Zombie Houses - Still Haunting New England
Back in 2013, I wrote about the phenomena called zombie houses. These are homes that had their owners evicted, but the bank never finished the foreclosure. So the owner's still have the responsibilities of owning a home, such as paying property taxes and upholding neighborhood covenant rules, without the benefit of living in said home.
In the past two years, the number of zombie houses has decreased in most states, as rising property values make it worth a bank's time to finish the foreclosure and auction off the empty houses. But a few states still have a plethora of zombies. According to RealtyTrac, New York, New Jersey, Florida, and Illinois haven't had the decrease seen in places like California, Ohio, Washington, and other states. Partly this is because these four states have longer foreclosure procedures.
The latest statistic I found estimates that New York state has approximately 2.1 zombie homes per 1,000 homes. New Jersey has approximately 17,000 zombie homes. Neither state has concrete plans to deal with the problem at this time.
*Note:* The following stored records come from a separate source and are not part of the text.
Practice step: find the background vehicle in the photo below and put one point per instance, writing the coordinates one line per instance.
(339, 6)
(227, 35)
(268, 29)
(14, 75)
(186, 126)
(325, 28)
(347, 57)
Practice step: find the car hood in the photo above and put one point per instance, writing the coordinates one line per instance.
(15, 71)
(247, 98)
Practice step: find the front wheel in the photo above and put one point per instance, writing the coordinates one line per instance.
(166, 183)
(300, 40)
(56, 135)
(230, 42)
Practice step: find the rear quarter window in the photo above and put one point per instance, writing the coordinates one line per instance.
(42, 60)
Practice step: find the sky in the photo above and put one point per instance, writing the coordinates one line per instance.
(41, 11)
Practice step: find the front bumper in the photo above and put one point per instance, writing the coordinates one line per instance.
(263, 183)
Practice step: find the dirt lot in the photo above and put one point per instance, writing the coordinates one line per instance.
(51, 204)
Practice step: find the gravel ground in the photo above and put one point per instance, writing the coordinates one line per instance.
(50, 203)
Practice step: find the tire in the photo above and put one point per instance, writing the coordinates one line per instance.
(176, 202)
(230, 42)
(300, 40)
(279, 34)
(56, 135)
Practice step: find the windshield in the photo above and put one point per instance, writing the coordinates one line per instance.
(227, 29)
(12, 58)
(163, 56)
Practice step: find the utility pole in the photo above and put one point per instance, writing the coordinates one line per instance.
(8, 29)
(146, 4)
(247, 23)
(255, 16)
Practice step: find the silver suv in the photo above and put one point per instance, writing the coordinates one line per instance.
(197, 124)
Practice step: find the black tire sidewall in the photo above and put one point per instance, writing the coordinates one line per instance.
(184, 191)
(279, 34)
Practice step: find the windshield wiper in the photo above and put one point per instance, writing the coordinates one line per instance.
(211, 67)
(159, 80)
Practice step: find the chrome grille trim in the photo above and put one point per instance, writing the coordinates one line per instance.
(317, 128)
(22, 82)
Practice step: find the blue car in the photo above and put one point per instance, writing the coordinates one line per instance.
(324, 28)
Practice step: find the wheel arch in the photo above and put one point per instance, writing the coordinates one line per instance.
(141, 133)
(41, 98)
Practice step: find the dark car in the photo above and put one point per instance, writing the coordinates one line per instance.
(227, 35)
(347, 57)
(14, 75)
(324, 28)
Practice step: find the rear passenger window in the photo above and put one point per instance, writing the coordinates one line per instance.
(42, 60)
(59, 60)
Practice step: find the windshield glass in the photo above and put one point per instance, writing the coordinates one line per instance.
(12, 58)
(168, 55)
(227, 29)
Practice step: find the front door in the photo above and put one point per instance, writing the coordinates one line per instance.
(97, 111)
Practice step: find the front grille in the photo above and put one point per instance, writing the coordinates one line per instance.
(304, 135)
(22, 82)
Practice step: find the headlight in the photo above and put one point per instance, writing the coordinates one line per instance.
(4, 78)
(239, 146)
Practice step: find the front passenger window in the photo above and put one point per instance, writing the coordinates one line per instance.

I think the answer to zombie homes is simple. A bank must take over the title of a home before it can evict the residents. That moves the responsibility from the citizen to the bank, who would then have to pay the taxes, pay the upkeep, and would be motivated to either keep people in the house by negotiating a reasonable mortgage or sell the house as soon as possible.
What do you think? Do you agree, or have another idea about how to stop zombie homes?